The above factors have helped the US dollar rise and gain a foothold throughout the market, but Powell's rhetoric included other remarks that were not so pleasant for the currency. In particular, the issue on controlling the yield curve is still on the regulator's agenda, and although no decision has been made yet on this issue, it is still being actively discussed in the organization. In addition, the uncertainty in the period and extent of economic recovery still remains, so the Federal Reserve promised that it is ready to use all available tools to support the US economy.

To sum up his report, Powell repeated that the Fed will keep rates at the same level until the goals related to the level of employment and inflation are achieved, and a full economic recovery is unlikely "until the spread of coronavirus is limited."

In other words, Powell voiced an optimistic view of the future, but at the same time noted the high degree of uncertainty that remains today and will surely remain in the foreseeable future. He also did not deny the possibility of using a yield curve control as a new instrument of monetary policy, which has no negative impact on the US dollar.

The actions of Fed Chairman Powell were quite ambiguous so the rally of the dollar halted.
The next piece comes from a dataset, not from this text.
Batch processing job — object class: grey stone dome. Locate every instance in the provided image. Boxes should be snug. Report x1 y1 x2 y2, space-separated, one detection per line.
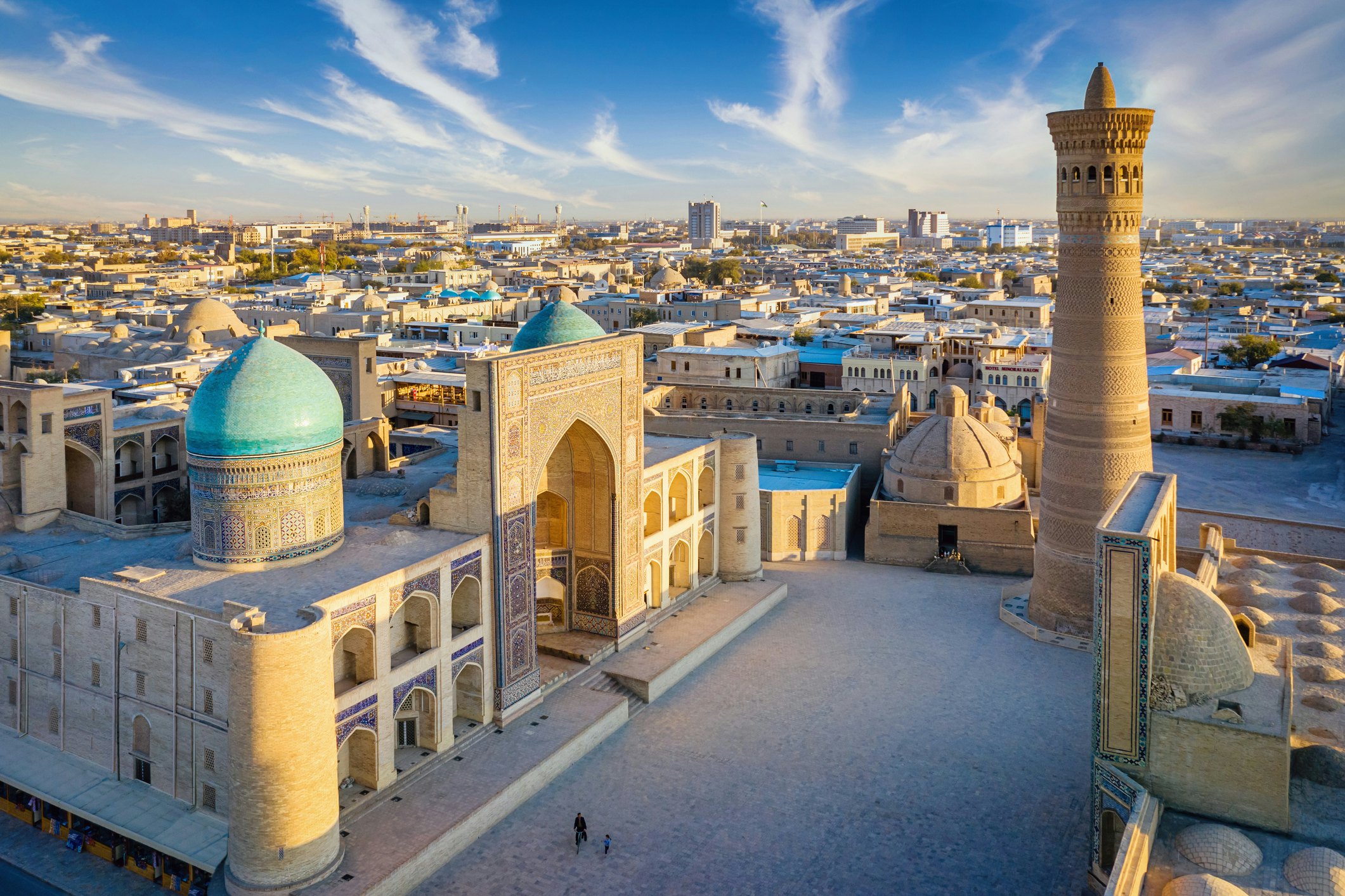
1150 572 1254 699
647 266 686 289
882 385 1022 507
Other factors influenced the US currency in a similar way, for example, the panic about a second wave of the pandemic in the US was partially offset by the speech of Vice President Mike Pence, who accused the media of inducing panic. Later, White House spokeswoman Kayleigh McEnany assured reporters that there was no reason to talk about the second wave of the pandemic as according to her, the proportion of positive results in a survey of US citizens to identify new cases of Covid-19 was less than 6%

Powell, coronavirus and the escalating geopolitical tensions: demand for the dollar rose, but a rally did not take place

The rally of the dollar also paused yesterday due to the escalating geopolitical tensions between many countries, which include an armed skirmish on the border of India and China, as well as an escalation of tension on the Korean peninsula. So far, both situations are "pausing", as Delhi and Beijing began negotiations on a de-escalation on the demarcation line, while North Korea did not dare to send troops into the demilitarized zone (similar threats sounded from Pyongyang yesterday).
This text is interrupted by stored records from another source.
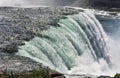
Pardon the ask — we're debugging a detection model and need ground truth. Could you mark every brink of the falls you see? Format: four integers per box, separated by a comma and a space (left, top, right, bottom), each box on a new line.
16, 10, 111, 75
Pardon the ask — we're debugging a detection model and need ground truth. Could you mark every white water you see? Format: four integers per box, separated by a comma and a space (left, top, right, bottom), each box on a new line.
14, 11, 119, 76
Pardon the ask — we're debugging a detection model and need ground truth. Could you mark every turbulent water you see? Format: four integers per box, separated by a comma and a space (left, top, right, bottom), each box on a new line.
0, 0, 89, 7
17, 11, 115, 75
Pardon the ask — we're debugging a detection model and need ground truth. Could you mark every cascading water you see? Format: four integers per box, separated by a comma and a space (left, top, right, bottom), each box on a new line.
16, 11, 111, 74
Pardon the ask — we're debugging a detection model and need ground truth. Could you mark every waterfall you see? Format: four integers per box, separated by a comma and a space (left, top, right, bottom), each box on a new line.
16, 11, 111, 73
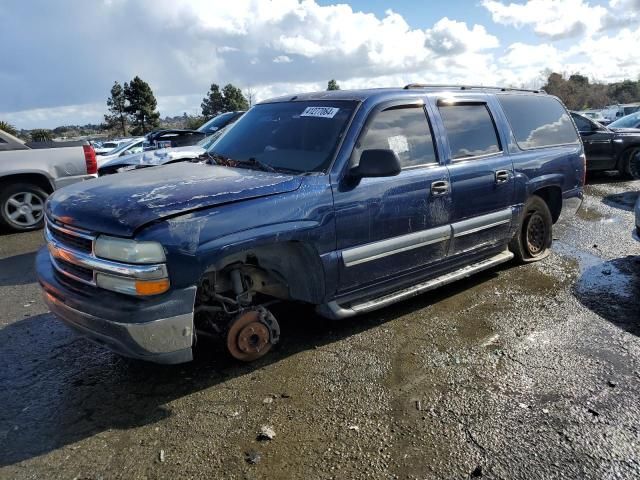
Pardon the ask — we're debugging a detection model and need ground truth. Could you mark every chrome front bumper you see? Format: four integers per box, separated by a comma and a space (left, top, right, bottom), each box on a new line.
36, 248, 196, 364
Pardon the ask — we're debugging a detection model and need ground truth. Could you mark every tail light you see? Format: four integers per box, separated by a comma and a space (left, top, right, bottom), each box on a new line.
82, 145, 98, 175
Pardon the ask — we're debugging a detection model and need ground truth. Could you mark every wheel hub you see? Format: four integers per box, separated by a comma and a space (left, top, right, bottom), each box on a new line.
527, 213, 546, 256
227, 307, 280, 362
4, 192, 44, 227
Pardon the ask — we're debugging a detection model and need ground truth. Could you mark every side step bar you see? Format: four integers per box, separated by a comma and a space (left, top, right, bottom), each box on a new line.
317, 250, 513, 320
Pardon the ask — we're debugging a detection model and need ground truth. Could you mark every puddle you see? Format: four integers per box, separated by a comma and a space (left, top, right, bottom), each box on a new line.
576, 207, 604, 222
602, 191, 639, 212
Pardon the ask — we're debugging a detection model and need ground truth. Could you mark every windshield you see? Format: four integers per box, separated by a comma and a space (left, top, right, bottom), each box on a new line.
109, 140, 142, 155
609, 112, 640, 128
210, 100, 357, 172
197, 126, 229, 150
198, 112, 237, 133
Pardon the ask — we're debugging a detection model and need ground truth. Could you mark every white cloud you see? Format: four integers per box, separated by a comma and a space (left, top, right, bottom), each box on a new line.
273, 55, 293, 63
482, 0, 607, 40
0, 0, 640, 127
Although both conflicts are still on the agenda, traders focused on other fundamental factors, so the dollar still lost another trump card for its further growth.

Thus, although the USD index soared upwards yesterday, a rally did not commence because a number of factors prevented it from doing so. The dollar could also give impetus to the White House, which last week promised to present a legislative initiative regarding the provision of additional assistance to the country's economy, but since the Trump administration is silent about this, the dollar, in turn, gradually lost ground yesterday.

As for the EUR/USD pair, traders are in no hurry to open large sell positions since they are waiting for the EU summit on Friday, which will discuss the European Commission's 750 billion anti-crisis plan. Thus, given such an ambiguous fundamental background, as well as the fact that the bears of the pair could not overcome the lower border of the range 1.1250-1.1350 yesterday, buy positions from current positions may be considered today, targeting the level of 1.1350.